A car insurance claim is when you contact your insurer to report an accident, vandalism or the theft of your car – and you want your insurer to help cover the cost.
The compensation you ask for might be to cover the car itself, someone’s injury or personal belongings in the car.
Usually, yes. When it comes to car insurance, every claim is unique, but most drivers who’ve made a claim have one thing in common – their car insurance premiums go up.
Claims can range from being very minor, such as for a broken wing mirror or a dented bumper, to very serious, such as for a vehicle being written-off, or serious injuries or fatalities. The cost of any claims will partly determine what happens to the price of your future car insurance premiums.

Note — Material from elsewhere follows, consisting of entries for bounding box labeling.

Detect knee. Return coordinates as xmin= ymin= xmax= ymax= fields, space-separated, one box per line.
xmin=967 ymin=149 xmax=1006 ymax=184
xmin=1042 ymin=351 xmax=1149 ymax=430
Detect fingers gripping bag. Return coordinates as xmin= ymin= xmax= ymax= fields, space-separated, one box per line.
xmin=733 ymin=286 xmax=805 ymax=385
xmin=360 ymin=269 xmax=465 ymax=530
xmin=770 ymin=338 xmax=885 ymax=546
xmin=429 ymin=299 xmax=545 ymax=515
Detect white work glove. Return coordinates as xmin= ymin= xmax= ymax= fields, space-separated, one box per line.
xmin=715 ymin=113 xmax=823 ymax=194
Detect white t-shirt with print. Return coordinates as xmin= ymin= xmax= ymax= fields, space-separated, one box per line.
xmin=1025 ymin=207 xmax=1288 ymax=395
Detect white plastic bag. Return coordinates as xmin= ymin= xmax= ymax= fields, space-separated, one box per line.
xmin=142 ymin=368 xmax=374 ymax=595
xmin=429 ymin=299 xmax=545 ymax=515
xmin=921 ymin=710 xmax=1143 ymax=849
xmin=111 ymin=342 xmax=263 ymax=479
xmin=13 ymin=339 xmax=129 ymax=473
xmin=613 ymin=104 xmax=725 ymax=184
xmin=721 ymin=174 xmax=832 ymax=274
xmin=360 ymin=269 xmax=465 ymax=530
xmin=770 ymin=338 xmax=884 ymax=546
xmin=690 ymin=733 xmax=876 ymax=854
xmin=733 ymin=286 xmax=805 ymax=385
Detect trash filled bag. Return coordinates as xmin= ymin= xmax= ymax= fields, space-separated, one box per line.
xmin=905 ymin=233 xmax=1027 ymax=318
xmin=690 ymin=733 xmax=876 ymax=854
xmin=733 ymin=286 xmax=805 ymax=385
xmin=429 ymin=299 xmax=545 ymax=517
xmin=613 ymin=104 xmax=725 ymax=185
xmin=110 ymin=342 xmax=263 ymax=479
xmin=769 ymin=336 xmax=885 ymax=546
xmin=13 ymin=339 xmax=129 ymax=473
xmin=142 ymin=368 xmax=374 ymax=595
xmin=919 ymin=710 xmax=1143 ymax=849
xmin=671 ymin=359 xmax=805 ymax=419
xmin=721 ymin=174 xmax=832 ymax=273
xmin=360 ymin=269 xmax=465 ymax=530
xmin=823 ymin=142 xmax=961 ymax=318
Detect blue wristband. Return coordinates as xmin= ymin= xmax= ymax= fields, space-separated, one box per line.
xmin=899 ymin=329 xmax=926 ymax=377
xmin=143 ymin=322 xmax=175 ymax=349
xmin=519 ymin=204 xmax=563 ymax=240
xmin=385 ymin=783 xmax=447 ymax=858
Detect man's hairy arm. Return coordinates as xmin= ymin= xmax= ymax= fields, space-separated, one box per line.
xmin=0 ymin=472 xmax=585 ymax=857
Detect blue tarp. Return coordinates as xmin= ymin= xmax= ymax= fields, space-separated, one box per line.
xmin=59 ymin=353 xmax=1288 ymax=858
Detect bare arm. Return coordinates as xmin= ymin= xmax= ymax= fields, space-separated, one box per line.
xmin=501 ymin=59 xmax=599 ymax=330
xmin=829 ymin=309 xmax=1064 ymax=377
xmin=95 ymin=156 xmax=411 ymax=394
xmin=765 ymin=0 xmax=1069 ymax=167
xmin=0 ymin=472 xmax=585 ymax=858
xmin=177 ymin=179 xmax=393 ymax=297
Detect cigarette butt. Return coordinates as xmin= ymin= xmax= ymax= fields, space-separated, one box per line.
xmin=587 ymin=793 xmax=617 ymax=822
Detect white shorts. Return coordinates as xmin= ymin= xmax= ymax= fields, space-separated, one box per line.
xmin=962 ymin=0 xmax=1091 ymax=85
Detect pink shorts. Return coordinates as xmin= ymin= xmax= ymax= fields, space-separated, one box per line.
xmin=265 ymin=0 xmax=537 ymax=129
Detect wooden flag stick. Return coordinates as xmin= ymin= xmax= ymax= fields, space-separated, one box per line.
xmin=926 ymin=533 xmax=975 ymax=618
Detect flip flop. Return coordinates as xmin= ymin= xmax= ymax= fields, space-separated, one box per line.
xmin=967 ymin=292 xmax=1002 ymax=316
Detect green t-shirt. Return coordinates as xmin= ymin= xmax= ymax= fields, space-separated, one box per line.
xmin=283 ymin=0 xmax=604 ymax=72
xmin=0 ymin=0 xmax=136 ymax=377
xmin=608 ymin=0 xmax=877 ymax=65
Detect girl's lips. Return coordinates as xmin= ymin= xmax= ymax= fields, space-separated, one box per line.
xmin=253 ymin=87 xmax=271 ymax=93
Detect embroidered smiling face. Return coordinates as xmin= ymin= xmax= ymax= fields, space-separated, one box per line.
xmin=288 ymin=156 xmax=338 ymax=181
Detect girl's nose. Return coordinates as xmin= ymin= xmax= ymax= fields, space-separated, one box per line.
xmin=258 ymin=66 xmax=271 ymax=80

The deciding factor will be whether you’re deemed to have a "fault” or "no-fault” claim. This means your insurer will consider the circumstances of your claim and determine whether you were to blame. This is not always clear cut - for example, if your car was broken into or vandalised.
The easiest way to check your car insurance claims history is to ask your current insurer for any claims you’ve made to date. You could also ask your previous insurer if you switched in the last few years.
You’ll need lodge a ‘subject access request’ if you want more information. This gives you the right to find out what information a company holds on you under data protection law.
In this case, you’d make a request to the Claims and Underwriting Exchange. This is the central database of all motor, home, personal injury and industrial-illness incidents reported by insurers in the UK. Your data is held for six years from the date the claim was closed.
A no-claims bonus gives you a reduction on your insurance premiums if you haven’t made a claim, so normally this discount would disappear in future once you’ve made a claim.
But you can pay to protect your no-claims bonus so that the bonus will remain after you’ve made a claim – even if the incident was your own fault.
This doesn’t mean your insurance premiums won’t go up even if your no-claims bonus remains intact. This is because:
Depending on the insurer, you’ll be asked to state whether you’ve made any claims in the last three to five years
Insurers will calculate your premium based on your risk profile, and any no-claims bonus is applied to that amount.
But your premiums should still be lower than if you didn’t have a no-claims bonus in place.
How long a previous claim impacts your cover will depend on the insurer.
Most insurers will ask about any claims and accidents you've had over a set number of years, and not be interested in any claims made before this time.
Typically, insurers will ask about the last five years, but some car insurance companies ask about the last three years, which could be worth searching for when you come to renew.
Remember, it’s crucial to be honest about any previous claims. If you’re not and your insurer later finds out, your policy could be invalidated and any future claims rejected.
There are several steps that can be taken to reduce the cost of car insurance for drivers who have made claims. These include:
Raising your voluntary excess: the higher your car insurance excess, the lower your premiums could be, but make sure you can afford to pay the excess if you need to make another claim
Considering where to park: keep your car in a more secure place, such as on a drive or in a garage, or at least under a street lamp, if possible
Switching to a cheaper car: perhaps trade in your car for one in a lower insurance group
Considering telematics: also known as black box insurance, this option uses GPS technology to gauge how well you drive, adjusting your insurance premiums accordingly.